Das Jahr 2025 bringt eine neue EU-Kommission, Donald Trump als US-Präsidenten, Wahlen in Deutschland und höchstwahrscheinlich in Frankreich sowie den Fortgang des russischen Kriegs gegen die Ukraine. Und es bringt die polnische EU-Ratspräsidentschaft.
Nach der höflich formuliert unproduktiven ungarischen Präsidentschaft übernahm Polen am 1. Januar turnusgemäß den Vorsitz im Rat der EU. Einen Monat zuvor wurde Kaja Kallas, Ex-Premierministerin von Estland, zur neuen Kommissarin für Außenpolitik gewählt. Enorme Aufgaben haben sie zu bewältigen, verbunden mit den Namen Putin und Trump. Der eine führt Krieg in Europa, den der andere meint, in kürzester Zeit und im Zweifel ohne NATO und die Europäer*innen beenden zu können.

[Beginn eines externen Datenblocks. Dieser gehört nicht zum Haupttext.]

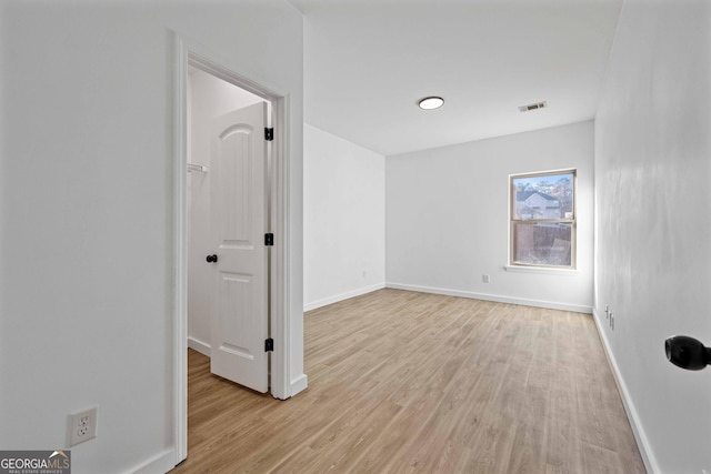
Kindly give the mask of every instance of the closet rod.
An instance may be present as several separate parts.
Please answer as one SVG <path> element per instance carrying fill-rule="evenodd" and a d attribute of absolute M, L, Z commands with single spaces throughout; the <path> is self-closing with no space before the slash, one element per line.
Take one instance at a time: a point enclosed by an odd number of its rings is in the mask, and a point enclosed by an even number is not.
<path fill-rule="evenodd" d="M 208 172 L 208 167 L 206 167 L 204 164 L 188 163 L 188 172 L 190 173 L 192 171 L 198 171 L 200 173 L 207 173 Z"/>

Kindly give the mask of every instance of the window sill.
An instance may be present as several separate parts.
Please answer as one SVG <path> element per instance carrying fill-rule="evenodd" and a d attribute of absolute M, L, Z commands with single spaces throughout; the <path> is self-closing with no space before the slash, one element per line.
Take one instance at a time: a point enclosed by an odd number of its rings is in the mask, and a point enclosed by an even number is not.
<path fill-rule="evenodd" d="M 503 269 L 507 272 L 514 273 L 539 273 L 544 275 L 565 275 L 565 276 L 578 276 L 580 273 L 575 269 L 548 269 L 544 266 L 523 266 L 523 265 L 504 265 Z"/>

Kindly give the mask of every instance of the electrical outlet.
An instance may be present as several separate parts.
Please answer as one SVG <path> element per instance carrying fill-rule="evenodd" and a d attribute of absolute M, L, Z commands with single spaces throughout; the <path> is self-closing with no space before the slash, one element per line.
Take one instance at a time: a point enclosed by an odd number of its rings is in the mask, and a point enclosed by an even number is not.
<path fill-rule="evenodd" d="M 69 445 L 73 446 L 97 436 L 99 407 L 69 415 Z"/>

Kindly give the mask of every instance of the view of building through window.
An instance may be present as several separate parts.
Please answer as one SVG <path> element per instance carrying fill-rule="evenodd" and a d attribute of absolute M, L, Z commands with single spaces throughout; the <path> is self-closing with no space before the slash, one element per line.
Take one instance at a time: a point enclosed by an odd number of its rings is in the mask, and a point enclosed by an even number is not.
<path fill-rule="evenodd" d="M 574 268 L 575 170 L 511 177 L 511 264 Z"/>

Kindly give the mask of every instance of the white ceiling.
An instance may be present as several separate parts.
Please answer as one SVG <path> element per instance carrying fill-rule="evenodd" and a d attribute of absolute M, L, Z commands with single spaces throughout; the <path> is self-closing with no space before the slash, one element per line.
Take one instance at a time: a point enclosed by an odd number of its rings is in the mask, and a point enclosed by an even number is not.
<path fill-rule="evenodd" d="M 622 0 L 290 0 L 304 120 L 384 155 L 592 119 Z M 418 109 L 441 95 L 443 108 Z M 518 107 L 547 101 L 521 113 Z"/>

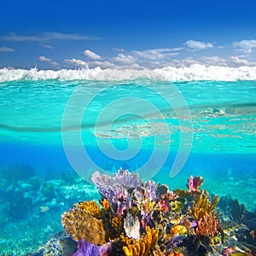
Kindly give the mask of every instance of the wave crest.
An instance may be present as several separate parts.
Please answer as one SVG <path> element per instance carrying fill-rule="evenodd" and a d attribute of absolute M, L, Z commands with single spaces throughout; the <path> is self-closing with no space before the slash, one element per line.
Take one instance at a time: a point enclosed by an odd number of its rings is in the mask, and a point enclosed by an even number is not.
<path fill-rule="evenodd" d="M 194 64 L 189 67 L 166 67 L 163 68 L 81 68 L 61 70 L 0 69 L 0 83 L 19 80 L 102 80 L 122 81 L 139 79 L 163 81 L 236 81 L 256 80 L 256 67 L 219 67 Z"/>

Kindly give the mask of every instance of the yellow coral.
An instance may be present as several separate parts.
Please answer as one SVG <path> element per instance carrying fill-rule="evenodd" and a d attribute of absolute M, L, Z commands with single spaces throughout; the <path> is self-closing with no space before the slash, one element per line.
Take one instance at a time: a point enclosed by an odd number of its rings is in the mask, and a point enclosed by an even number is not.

Donald Tusk: Polen will den Ton angeben
Forsch und selbstbewusst will Polens Premier Donald Tusk unter dem Motto
„Sicherheit Europa!“ dabei zu Werke gehen. Seine programmatische Vorgabe: „Es liegt mir sehr daran, dass Polen der Staat sein wird, der nicht nur die ganze Zeit dabei ist, sondern den Ton angibt bei den Entscheidungen, die uns Sicherheit bringen und unsere Interessen sichern sollen.“
Auf Deutschland und Frankreich will Tusk nicht warten, eher schon Druck ausüben. Ein Kanzler im Wahlkampf scheint ihm ein ebenso unsicherer Kantonist wie ein Präsident ohne Mehrheit im nationalen Parlament. Das letzte Dreier-Treffen Tusk, Macron, Scholz datiert auf den
15. März 2024. Im Dezember war Scholz nicht zugegen.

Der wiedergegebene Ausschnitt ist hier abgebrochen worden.